Without Hari, even the truest human love is a candle lit in a windstorm. With Hari, even the simplest daily task participates in something that does not end.
Ananta says it plainly: the world is an aspect of God, a reflection of God in a way. But that which we call the meeting with God, the darshan of God, the essence of that darshan, will not be found in worldly things. The world is not the enemy. The world is not enough.
This is not world-denial. This is world-completion. The world becomes real, becomes true, becomes sweet, when it is lived in the presence of the Name. Without that presence, it is what Dnyaneshwar says: pointless coming and going. An oscillation that exhausts but does not nourish.
Rumi, centuries later, used the image of polishing a mirror. The heart reflects the divine, but worldly attachments coat it with rust. The rust is not the mirror's nature. It is what accumulates when the mirror is left unpolished. Remove the rust through remembrance, and the mirror does what it was always designed to do.
The world becomes real when it is lived in the presence of the Name.
The Saints Who Walked This Road
Tukaram knew the falseness of worldly dealings not as a philosophy but as a lived experience.
Before his devotional life began, he was a householder, a shopkeeper, a man embedded in the world's transactions. And the world broke its promises to him systematically. Famine destroyed his livelihood. His first wife died. His child died. The structure of worldly life, which he had trusted, collapsed around him.
From this collapse, he sang. He described being trapped in samsara the way a serpent is trapped in a basket by the music of a juggler: held in place by something hypnotic and false, unable to see the exit. His abhangas return again and again to the vanity of worldly attachment. Not with bitterness. With the clarity of someone who has been burned and is now warning others about the fire.
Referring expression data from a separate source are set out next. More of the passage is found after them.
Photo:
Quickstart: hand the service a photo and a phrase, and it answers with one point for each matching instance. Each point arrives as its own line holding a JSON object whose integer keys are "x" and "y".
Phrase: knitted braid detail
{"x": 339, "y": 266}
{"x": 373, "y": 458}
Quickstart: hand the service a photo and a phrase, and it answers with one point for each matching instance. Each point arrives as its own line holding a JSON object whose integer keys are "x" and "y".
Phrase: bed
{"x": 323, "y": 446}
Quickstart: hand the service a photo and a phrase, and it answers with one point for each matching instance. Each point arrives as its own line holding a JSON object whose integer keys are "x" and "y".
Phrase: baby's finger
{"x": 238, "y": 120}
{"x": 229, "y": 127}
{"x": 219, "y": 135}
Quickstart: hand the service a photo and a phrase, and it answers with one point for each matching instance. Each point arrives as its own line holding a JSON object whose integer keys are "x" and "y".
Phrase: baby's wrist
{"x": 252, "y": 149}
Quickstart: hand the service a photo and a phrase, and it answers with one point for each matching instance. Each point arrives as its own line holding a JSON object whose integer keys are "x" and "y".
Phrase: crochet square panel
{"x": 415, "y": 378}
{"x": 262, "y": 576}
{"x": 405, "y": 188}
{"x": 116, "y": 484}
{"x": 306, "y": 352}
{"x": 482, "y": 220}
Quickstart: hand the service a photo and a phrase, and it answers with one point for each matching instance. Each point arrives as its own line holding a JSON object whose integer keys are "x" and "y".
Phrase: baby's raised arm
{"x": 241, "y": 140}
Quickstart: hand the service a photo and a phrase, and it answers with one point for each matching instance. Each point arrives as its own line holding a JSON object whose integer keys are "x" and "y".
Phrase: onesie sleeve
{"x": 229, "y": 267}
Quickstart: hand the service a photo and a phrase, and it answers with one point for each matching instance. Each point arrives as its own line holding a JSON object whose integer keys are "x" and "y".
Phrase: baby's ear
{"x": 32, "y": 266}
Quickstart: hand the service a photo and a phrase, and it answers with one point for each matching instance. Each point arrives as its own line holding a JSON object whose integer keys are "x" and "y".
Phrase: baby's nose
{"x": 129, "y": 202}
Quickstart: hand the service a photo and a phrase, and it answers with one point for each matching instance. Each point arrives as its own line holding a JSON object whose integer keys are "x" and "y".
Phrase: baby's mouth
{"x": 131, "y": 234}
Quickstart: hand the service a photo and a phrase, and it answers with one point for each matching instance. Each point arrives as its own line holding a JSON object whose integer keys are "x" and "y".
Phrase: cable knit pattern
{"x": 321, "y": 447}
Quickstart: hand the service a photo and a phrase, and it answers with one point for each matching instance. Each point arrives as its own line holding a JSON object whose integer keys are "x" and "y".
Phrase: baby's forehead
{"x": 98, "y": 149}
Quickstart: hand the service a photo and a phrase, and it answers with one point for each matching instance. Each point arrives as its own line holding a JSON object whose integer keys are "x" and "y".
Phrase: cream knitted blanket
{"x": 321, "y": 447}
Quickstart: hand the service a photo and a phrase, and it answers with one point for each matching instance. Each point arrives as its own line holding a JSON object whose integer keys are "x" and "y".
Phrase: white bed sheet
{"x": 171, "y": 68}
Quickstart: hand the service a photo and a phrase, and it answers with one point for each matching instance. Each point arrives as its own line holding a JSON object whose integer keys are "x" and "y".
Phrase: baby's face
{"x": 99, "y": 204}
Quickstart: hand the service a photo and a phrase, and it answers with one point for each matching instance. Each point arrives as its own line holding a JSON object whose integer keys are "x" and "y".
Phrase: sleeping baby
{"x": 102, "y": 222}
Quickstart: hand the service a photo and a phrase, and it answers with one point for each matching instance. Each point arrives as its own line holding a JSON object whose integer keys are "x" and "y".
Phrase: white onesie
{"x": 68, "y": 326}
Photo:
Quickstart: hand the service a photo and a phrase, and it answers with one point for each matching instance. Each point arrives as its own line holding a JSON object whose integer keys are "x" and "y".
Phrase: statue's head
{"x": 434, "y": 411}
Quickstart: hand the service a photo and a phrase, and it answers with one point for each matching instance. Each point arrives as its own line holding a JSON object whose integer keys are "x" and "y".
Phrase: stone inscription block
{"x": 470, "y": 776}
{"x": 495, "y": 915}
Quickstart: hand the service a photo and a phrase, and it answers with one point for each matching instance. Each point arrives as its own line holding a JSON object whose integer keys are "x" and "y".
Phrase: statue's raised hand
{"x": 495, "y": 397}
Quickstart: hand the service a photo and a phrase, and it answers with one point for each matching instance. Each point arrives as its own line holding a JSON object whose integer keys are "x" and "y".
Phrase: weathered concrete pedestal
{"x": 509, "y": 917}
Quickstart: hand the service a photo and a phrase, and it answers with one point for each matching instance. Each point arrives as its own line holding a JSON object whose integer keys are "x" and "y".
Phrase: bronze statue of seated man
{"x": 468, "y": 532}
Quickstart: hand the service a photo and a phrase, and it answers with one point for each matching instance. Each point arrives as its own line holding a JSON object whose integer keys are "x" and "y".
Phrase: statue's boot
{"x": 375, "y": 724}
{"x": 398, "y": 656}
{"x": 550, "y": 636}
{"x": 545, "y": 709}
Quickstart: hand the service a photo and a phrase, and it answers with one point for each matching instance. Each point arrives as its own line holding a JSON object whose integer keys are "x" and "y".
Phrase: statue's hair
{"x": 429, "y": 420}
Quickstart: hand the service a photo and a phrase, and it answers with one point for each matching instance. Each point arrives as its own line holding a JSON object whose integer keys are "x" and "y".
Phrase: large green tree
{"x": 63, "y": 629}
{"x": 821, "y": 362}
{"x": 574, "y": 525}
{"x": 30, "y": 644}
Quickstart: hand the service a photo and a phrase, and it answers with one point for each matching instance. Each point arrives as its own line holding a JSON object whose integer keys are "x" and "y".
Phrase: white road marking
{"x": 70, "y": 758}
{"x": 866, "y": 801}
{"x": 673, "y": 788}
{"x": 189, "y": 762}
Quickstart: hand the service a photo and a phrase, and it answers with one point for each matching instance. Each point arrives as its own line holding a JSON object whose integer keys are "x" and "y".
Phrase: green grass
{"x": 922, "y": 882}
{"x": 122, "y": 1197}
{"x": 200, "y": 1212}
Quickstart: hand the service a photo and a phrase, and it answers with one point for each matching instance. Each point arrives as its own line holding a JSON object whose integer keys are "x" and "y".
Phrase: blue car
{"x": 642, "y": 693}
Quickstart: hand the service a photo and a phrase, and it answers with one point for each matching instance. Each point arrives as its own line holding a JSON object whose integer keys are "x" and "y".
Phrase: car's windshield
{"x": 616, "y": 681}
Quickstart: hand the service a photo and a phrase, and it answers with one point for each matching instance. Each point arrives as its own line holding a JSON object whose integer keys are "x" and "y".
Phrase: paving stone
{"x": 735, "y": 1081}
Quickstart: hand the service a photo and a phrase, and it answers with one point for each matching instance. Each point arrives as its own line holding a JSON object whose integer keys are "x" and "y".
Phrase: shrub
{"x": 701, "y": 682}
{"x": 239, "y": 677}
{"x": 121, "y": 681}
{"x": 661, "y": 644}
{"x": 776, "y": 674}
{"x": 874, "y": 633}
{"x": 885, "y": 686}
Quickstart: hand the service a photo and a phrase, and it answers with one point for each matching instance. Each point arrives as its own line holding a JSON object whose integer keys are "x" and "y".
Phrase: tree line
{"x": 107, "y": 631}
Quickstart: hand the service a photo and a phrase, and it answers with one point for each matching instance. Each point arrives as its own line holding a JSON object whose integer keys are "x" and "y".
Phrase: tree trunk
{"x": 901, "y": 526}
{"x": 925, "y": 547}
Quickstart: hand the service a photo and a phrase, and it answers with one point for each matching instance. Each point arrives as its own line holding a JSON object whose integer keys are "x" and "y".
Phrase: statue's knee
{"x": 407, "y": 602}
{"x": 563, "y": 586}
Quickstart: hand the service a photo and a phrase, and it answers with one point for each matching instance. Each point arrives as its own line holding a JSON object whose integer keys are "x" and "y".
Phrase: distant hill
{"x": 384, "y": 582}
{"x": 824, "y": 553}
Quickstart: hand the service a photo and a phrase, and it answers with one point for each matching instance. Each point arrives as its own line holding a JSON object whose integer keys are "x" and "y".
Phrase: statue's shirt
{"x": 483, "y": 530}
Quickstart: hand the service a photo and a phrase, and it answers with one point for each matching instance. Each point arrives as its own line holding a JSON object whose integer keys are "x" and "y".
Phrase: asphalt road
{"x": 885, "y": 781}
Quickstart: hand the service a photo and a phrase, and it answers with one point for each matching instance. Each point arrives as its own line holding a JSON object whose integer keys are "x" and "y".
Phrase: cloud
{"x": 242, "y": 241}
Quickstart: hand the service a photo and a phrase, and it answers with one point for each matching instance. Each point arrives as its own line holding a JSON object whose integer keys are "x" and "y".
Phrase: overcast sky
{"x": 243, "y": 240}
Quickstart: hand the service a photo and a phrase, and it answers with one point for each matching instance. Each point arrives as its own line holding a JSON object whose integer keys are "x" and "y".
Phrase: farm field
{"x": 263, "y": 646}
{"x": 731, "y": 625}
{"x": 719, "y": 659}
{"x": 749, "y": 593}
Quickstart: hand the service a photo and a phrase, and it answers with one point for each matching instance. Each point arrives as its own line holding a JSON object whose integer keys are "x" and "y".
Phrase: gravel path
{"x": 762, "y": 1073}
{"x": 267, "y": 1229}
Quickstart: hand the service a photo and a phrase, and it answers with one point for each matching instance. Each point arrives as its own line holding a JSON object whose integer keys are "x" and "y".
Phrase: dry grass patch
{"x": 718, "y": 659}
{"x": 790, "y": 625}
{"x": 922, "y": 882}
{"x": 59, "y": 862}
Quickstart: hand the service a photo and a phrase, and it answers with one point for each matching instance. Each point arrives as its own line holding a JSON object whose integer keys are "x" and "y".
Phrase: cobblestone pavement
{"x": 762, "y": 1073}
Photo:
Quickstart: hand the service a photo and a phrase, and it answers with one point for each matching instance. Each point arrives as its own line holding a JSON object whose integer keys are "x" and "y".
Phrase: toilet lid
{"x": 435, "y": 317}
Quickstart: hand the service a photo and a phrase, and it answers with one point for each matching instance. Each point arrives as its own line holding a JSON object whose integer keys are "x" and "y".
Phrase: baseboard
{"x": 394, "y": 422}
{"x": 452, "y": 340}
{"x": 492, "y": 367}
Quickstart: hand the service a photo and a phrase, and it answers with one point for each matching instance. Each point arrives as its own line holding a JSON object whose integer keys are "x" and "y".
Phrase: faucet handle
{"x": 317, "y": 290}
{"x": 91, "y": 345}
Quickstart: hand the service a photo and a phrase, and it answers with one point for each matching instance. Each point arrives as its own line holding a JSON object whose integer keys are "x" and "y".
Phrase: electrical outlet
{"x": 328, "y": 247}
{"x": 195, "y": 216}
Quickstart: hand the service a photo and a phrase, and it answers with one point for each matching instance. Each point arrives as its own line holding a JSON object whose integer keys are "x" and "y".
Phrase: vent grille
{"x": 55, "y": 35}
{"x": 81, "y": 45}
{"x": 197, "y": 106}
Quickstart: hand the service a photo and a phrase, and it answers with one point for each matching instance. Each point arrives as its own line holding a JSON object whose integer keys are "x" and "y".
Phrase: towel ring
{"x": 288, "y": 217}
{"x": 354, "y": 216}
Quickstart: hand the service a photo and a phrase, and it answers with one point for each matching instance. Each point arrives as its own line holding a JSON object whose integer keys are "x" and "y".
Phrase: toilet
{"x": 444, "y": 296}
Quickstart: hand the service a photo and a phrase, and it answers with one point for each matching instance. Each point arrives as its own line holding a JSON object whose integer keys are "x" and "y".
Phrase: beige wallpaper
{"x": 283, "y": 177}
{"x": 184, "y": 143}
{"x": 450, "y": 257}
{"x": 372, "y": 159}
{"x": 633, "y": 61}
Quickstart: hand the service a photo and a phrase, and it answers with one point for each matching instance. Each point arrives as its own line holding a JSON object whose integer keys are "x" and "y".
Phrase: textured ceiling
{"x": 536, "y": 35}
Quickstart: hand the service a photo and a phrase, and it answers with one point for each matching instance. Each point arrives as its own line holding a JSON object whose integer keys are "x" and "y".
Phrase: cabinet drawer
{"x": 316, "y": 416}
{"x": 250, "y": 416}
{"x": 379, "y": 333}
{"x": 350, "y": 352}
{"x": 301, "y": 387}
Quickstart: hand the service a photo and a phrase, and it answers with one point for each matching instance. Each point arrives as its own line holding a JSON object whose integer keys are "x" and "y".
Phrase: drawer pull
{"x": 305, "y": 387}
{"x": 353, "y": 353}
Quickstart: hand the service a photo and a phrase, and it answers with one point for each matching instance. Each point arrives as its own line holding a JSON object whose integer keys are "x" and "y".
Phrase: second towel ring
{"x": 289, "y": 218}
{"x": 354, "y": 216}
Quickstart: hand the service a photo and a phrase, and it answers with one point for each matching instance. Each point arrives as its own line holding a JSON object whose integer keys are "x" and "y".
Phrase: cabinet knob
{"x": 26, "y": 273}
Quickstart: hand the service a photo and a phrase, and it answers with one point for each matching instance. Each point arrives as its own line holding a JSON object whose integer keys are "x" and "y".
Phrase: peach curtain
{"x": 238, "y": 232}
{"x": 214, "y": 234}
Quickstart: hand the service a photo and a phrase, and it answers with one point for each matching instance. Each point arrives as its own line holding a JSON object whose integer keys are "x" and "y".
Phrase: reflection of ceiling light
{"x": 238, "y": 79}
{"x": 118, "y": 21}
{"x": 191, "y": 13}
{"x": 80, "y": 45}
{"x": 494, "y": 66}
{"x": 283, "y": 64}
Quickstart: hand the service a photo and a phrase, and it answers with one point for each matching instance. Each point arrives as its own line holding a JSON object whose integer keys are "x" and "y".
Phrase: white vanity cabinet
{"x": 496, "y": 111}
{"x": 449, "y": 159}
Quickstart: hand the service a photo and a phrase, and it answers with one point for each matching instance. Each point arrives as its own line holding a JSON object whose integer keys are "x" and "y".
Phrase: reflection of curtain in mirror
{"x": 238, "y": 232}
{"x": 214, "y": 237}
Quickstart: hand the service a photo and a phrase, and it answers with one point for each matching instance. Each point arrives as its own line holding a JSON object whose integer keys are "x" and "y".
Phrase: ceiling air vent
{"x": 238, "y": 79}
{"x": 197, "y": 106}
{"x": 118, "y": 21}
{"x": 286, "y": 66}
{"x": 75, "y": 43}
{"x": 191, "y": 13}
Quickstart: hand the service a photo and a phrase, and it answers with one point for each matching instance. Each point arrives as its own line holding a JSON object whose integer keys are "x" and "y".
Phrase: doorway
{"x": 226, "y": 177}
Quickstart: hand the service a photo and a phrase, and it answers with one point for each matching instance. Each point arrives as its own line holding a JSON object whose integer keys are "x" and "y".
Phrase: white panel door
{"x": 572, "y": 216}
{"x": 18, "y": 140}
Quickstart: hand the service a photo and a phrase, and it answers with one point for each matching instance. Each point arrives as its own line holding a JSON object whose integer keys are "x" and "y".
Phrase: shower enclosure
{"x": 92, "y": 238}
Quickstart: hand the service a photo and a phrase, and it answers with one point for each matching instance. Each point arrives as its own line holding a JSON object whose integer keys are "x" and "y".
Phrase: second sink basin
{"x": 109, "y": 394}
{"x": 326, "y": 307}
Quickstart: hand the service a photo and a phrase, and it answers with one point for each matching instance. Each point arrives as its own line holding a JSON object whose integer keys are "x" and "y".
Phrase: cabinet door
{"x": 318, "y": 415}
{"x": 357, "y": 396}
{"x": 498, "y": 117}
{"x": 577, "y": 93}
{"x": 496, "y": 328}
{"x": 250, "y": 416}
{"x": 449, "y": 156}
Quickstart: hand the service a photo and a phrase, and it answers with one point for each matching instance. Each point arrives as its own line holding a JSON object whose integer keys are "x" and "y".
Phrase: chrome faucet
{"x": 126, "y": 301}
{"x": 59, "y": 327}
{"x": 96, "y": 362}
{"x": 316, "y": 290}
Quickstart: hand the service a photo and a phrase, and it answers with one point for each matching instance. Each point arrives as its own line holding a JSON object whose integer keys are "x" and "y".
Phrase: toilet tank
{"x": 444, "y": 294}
But Tukaram's genius is that he never stopped being a householder. He did not flee to the forest. He remained in the world, tending his family, navigating his debts. And he chanted. His abhangas say the Name of God was the only thing that did not betray him. Every other promise broke. The Name held.
Namdev arrived at the same insight through a different door. For Namdev, the world's falseness was not discovered through suffering but through vision. He saw God everywhere. And when you see God everywhere, the world's claim to independent reality dissolves. It is not that the tree ceases to exist. It is that the tree is no longer just a tree. It is God in the form of a tree. The world's transactions become transparent. You see through them to what they really are: divine play.
Chokhamela's testimony adds a cutting edge. As an untouchable, Chokhamela experienced the world's vyavahara at its most cruel. The caste system told him he was impure, unworthy, less than human. The transactional logic of purity and pollution, which governed every social interaction, declared his very touch to be contaminating. And he stood at the temple wall, unable to enter, singing to the God inside.
For Chokhamela, the word latika carries a specific and devastating meaning. The system that tells you your birth determines your worth is false. The hierarchy that bars you from the temple is false. The only thing that is not false is the Name that anyone can speak, in any condition, from any position in the social order.
The Refrain
हरि मुखें म्हणा हरि मुखें म्हणा | पुण्याची गणना कोण करी
Say Hari with your mouth, say Hari with your mouth; who can count the merit of this?